Esto era un síntoma de la dificultad que Patrick Wallingford tenía en el trato con las mujeres. Decir cosas sin ninguna razón era similar a la manera en que accedía a las insinuaciones que le hacían las mujeres. No había ninguna razón para decir «en estos momentos las chicas alemanas son muy populares en Nueva York», excepto la de seguir hablando. Era la debilidad con que se plegaba a lo que las mujeres querían de él, la aceptación tácita de sus insinuaciones, lo que había enfurecido a la esposa de Wallingford, quien le telefoneó a su habitación del hotel precisamente cuando se estaba tirando a Monika con ka.

Había diez horas y media de diferencia horaria entre Junagadh y Nueva York, pero Patrick fingió desconocer si la India estaba diez horas adelantada o retrasada. Lo único que dijo cuando le llamó su esposa fue:

– ¿Qué hora es ahí, cariño?

– Estás jodiendo con alguna, ¿no es cierto? -le preguntó ella.

– No, Marilyn, qué va -le mintió. Debajo de su cuerpo, la chica alemana permanecía inmóvil. Wallingford trató de imitarla, pero permanecer inmóvil durante el acto amoroso es probablemente más difícil para un hombre que para una mujer.

– Sólo he pensado que te gustaría conocer los resultados de tu prueba de paternidad -le dijo Marilyn, unas palabras que ayudaron a Patrick a mantenerse quieto-. Bueno, son negativos… no eres el padre. Supongo que esquivaste esa bala, ¿no es cierto?

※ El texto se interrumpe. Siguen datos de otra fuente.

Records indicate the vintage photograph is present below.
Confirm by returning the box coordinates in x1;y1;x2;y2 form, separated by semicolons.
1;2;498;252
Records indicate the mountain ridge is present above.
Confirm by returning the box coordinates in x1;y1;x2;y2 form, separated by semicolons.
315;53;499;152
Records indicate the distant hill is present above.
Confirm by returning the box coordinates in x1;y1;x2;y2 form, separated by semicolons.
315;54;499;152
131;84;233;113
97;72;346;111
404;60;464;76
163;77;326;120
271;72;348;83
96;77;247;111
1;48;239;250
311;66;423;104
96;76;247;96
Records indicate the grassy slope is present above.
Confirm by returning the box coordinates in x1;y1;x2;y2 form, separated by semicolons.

– No hay derecho a que te hayan dado los resultados de mi análisis de sangre -fue todo lo que se le ocurrió decir a Wallingford-. Algo tan personal como un análisis de sangre.

Debajo de él, Monika con ka se puso rígida. Sentía frío en la zona que había estado caliente.

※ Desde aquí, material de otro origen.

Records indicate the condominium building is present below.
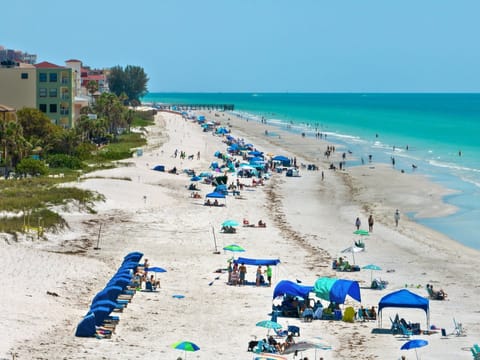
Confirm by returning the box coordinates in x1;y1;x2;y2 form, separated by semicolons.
34;61;74;128
0;62;37;109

– ¿Qué análisis de sangre? -susurró al oído de Patrick.

Pero Wallingford llevaba puesto un preservativo; la técnico de sonido alemana estaba protegida de la mayor parte de los peligros, si no de todos. (Patrick siempre usaba preservativo, incluso con su mujer.)

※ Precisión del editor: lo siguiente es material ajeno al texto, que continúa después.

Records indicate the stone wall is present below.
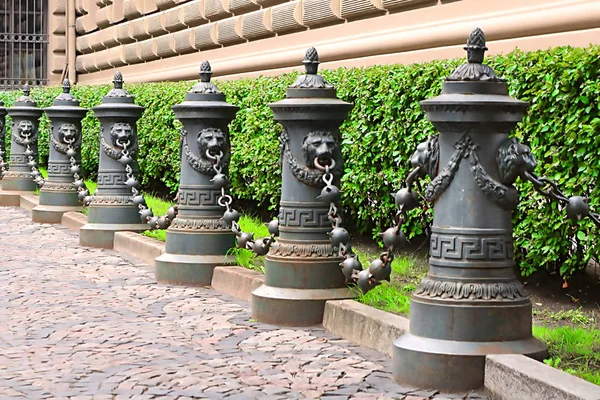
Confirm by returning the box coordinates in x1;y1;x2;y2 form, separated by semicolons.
47;0;600;85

– ¿Quién es esta vez? -gritó Marilyn en el otro extremo de la línea-. ¿A quién te estás tirando en este mismo momento?

Wallingford tenía dos cosas claras: que su matrimonio no podía salvarse y que él no quería salvarlo. Como siempre le sucedía con las mujeres, Patrick se mostró conforme.

– ¿Quién es ésa? -gritó su mujer de nuevo, pero, en vez de responderle, Wallingford sostuvo el micrófono del aparato ante los labios de la alemana.

Tuvo que apartarle de la oreja un mechón de cabello rubio antes de susurrarle al oído:

– Anda, dile tu nombre.

– Monika… con ka -dijo la chica alemana al aparato.

Wallingford colgó, dudando de que Marilyn llamase de nuevo. No lo hizo, pero entonces tuvo que explicarle muchas cosas a Monika con ka. No fue aquélla una plácida noche con un sueño profundo.